Kebudayaan Islam

BAB I
PENDAHULUAN

1.1         Latar Belakang
Islam diketahui memiliki karakteristik yang khas di bandingkan dengan agama-agama yang datang sebelumnya. Di era globalisasi ini, banyak masyarakat dan khususnya bagi para pelajar yang acuh tak acuh dengan sejarah Negara, apalagi sejarah paradaban islam. Dewasa ini mereka hanya memandang sejarah sebagai dongeng yang membosankan untuk di dengar. Padahal, sejarah, apalagi sejarah peradaban islam sangat penting bagi kita semua.
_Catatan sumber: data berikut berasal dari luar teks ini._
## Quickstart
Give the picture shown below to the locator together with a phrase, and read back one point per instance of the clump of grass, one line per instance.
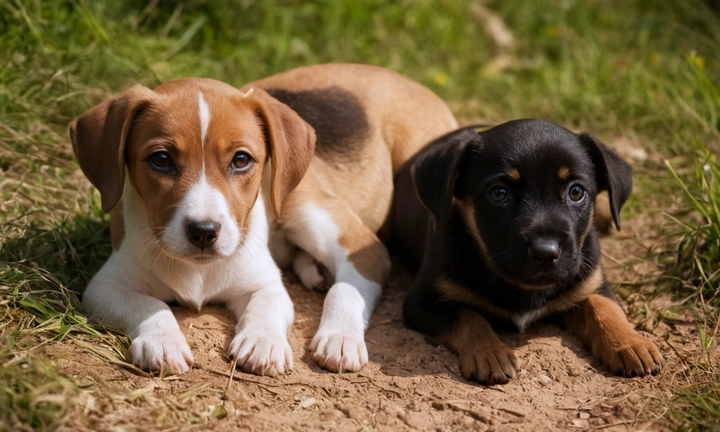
(698, 255)
(699, 407)
(33, 394)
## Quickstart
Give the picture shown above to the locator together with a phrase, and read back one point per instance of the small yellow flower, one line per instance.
(696, 60)
(441, 79)
(655, 59)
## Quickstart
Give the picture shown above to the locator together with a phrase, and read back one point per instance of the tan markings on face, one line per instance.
(589, 227)
(563, 173)
(580, 293)
(172, 124)
(234, 128)
(468, 212)
(453, 291)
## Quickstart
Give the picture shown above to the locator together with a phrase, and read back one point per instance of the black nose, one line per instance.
(544, 251)
(202, 233)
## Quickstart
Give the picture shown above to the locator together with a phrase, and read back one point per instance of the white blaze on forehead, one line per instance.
(204, 113)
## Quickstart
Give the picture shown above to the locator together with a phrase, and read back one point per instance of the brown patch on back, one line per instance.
(564, 173)
(456, 292)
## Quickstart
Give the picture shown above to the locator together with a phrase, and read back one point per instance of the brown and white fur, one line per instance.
(211, 189)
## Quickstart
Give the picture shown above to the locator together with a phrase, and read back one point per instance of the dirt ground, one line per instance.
(409, 383)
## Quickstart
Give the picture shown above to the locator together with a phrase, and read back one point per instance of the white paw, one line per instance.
(261, 352)
(338, 352)
(308, 270)
(161, 350)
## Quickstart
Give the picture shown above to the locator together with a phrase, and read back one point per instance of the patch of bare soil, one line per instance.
(409, 384)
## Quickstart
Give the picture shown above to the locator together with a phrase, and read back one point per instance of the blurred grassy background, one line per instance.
(643, 69)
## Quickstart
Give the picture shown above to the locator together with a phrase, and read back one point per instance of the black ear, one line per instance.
(613, 173)
(436, 169)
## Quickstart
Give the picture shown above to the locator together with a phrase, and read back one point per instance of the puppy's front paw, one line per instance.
(338, 352)
(261, 352)
(488, 364)
(161, 350)
(630, 355)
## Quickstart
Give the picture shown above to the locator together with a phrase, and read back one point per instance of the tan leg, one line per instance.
(602, 324)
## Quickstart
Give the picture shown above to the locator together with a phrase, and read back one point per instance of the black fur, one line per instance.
(338, 117)
(461, 168)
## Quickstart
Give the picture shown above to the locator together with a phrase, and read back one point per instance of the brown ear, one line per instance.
(614, 174)
(436, 170)
(98, 137)
(292, 145)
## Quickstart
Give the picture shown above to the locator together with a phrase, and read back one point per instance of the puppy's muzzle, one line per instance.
(544, 251)
(202, 234)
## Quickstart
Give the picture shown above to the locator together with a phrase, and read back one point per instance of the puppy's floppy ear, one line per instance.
(99, 136)
(614, 174)
(435, 171)
(291, 141)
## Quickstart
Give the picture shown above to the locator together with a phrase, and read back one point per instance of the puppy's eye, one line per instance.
(241, 161)
(161, 161)
(499, 194)
(576, 193)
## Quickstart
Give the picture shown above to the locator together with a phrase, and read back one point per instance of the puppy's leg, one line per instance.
(603, 326)
(308, 270)
(157, 342)
(264, 315)
(483, 356)
(359, 262)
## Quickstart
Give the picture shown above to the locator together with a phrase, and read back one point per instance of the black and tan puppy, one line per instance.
(499, 225)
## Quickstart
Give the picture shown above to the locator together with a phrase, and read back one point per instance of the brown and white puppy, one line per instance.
(206, 184)
(506, 217)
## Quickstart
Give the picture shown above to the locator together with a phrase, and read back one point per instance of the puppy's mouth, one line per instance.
(539, 281)
(198, 257)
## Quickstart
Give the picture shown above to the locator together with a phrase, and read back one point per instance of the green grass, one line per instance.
(643, 69)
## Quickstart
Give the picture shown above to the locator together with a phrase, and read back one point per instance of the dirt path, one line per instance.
(409, 384)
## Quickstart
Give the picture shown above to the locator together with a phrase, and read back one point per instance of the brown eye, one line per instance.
(241, 161)
(499, 194)
(576, 193)
(161, 161)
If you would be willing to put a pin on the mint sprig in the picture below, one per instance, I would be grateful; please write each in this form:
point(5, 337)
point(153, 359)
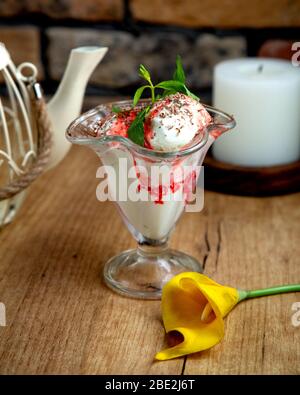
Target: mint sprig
point(177, 84)
point(116, 109)
point(136, 129)
point(166, 88)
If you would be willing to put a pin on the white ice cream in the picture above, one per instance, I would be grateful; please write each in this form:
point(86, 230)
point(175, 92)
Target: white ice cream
point(174, 121)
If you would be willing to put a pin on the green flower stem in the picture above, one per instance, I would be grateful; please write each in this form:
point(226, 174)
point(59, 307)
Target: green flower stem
point(256, 293)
1.2         Rumusan Masalah
1.      Bagaimana konsep kebudayaan dalam islam?
2.      Bagaimana sejarah intelektual islam?
3.      Apa saja nilai-nilai islam dalam budaya Indonesia?

1.3         Ruang Lingkup
Penyusunan Makalah ini, penulis memberikan batasan maupun ruang lingkup demi terciptanaya penguasaan materi ataupun fokus dalam penulisan Makalah ini.
Adapun batasan atau lingkup permasalahan dalam pembuatan Makalah ini dilakukan hanya pada sumber-sumber dari Internet. Hal ini dimaksudkan untuk menghindari hal yang tidak diinginkan dan terciptanya penguasaan konsep dan materi yang penulis buat.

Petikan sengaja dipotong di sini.